Some decisions made to keep this implementation simple:
- No UI changes are required.
- There's no file monitoring. Each time a tab name changes, the config files are re-read in order.
- The configuration data doesn't get cached. Linux can read hundreds of config files out of the buffercache in a fraction a second.
- If config files have errors, they're silently skipped.
- If config files contain unrecognized keys, additional data, or specify unknown palettes, then this data is silently ignored.
- No regexes or "smart" matching. Just plain UTF8 string matching.
- All data is local. It would be difficult for an adversarial host to abuse this feature.
Still To Consider
Localized palette names?
How stable are palette names? Will they be localized?

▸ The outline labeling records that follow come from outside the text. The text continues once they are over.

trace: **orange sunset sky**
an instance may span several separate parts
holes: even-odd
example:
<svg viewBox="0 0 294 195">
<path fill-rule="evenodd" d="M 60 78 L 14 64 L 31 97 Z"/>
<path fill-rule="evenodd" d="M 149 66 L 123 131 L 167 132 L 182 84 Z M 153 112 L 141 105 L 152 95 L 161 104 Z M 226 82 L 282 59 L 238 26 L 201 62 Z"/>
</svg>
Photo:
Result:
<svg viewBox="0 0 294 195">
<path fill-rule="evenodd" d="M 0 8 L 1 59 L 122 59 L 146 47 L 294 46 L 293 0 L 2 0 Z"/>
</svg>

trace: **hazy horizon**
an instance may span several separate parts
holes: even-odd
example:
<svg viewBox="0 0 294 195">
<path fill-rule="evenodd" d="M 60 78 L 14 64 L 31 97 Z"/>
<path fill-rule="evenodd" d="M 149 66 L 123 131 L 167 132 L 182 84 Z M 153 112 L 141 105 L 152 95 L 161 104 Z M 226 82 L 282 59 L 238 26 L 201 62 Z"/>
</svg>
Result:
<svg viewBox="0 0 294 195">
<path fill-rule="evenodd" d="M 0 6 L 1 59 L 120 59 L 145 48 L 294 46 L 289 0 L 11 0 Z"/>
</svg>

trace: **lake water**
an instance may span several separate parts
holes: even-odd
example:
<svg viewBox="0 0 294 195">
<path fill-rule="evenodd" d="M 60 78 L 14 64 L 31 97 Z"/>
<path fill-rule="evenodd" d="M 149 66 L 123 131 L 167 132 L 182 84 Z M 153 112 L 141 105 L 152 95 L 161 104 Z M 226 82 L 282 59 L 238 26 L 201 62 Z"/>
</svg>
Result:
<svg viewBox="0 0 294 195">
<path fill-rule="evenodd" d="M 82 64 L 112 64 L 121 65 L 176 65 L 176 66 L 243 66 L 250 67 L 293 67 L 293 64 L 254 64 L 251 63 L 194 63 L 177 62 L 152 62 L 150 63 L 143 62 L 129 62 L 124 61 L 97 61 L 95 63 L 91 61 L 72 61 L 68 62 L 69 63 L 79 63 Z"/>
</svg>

If this becomes an issue, it might be enough to allow each localized name in the config file:
hosts:
aich: ['Alien Blood', 'Sangre Extraterrestre', 'інопланетна кров']
Another solution would be to expose unique palette IDs, but this would require changing existing code.
Global disable switch?
If you don't have any config files, then this feature is disabled and Prompt will work exactly as before. But, what if distros start including Prompt config files? (and I hope they do.)
It probably makes sense to put a disable switch in the config files.
For example, creating this file in ~/.config/prompt/palettes.yml
could disable automatic colors, even if lots of other config files exist.
automatic-terminal-colors: false
End Result
This feature would reduce my tendency to type into the wrong terminal and look nicer too.
Who would code
I haven't touched C in decades but, if we can find a decent implementation, I could code it.